Kensington doesn't get the concept of daylight saving time, weekends or holidays. She has her own little internal clock that doesn't come with a snooze button - I would have to say this is the only true drawback to parenthood.
While we'd like to stay up past 9:30pm on Friday and Saturday nights, we know that when 6:00 - 6:30am comes around, little Miss Sunshine will up and ready to start her day, and she doesn't care if we have matching Louis Vuitton luggage under our eyes. So, it came to quite a surprise the other Saturday when at 6:30 in the morning, we were not being summoned into Kensi's play-palace. My heart started to race. “Oh God, did something happen?” I reached for the monitor and put my ear to it. Okay, I could hear her breathing. All is well. I rolled over and shut my eyes, thinking that this is going to be a wonderful weekend.
Unfortunately, not being able to sleep-in for the past 11 months (has it been that long?), I tossed and turned for the next 30 minutes.

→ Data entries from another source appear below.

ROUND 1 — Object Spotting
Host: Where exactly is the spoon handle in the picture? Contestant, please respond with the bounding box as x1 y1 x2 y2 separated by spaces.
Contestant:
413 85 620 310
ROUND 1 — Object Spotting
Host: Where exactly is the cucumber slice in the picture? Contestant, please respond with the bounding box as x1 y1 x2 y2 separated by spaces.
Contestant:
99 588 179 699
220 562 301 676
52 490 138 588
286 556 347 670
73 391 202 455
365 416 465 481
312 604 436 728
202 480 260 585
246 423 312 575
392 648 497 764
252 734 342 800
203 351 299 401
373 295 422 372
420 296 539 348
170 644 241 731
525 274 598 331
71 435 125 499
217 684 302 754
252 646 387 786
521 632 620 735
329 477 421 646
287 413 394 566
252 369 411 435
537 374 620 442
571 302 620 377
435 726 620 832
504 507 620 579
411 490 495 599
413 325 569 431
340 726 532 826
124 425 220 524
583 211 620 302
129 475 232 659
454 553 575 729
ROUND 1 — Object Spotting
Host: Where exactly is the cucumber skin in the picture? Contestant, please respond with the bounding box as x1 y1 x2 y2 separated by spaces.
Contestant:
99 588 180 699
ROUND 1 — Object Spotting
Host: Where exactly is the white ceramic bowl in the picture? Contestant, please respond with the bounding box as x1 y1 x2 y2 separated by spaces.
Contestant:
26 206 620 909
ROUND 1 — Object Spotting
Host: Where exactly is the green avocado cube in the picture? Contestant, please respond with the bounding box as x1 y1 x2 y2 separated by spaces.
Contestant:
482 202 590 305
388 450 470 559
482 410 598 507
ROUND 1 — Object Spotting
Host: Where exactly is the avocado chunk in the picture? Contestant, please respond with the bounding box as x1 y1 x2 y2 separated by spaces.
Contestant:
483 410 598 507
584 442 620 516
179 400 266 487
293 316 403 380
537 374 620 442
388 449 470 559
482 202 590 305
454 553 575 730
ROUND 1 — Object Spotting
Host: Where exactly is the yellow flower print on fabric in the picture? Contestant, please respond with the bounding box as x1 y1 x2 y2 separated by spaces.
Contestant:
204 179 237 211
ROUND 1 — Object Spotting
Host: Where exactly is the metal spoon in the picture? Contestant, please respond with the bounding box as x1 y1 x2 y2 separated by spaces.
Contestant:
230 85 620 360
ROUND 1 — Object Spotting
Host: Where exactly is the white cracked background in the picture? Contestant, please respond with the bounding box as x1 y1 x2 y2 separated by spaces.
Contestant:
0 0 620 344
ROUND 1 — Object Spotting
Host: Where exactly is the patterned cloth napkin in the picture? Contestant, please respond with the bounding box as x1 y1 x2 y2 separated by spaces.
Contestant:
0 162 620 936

It was no use. I wasn’t going to be able to get back to sleep. I might as well go and start the coffee and check Facebook while Sleeping Beauty is getting her rest. A few moments later, I run upstairs and grab the monitor so I can have it by me she when she does wake up, I can go and be the first one to give her morning kisses (Chris and I fight for this privilege). I still hear her breathing, so all is well. Maybe I will sneak in watch her sleep for a little bit. I open the door, and to my surprise, through the dark I can see the top of Kensington’s head peeking up over the cribs frame. She is sitting up with her back to the door. “I wonder how longs she’s been up?” I think to myself. She hears me and turns around with her hands raising up for me to lift her. Before I my eyes can adjust to the darkness, I grab her. “Holy mother of Jesus…” I scream.
Chris has now jumped out of bed. Kensi had an EXPLOSIVE diaper that leaked out of her bedtime onesie. I start to hurl. I’m gagging and I’m holding her by her armpits. Instead of running to the bathroom across the hall and putting her in the tub, I run downstairs with her to put her in her infant bathtub that was in the kitchen. I put her on the floor while the water is running and warming up. She wants to stand… no, she actually wants to climb on my leg. “Oh no you don’t!” I have my foot out preventing her from climbing up on me. This is not want she wants, and she lets me know how unhappy she is.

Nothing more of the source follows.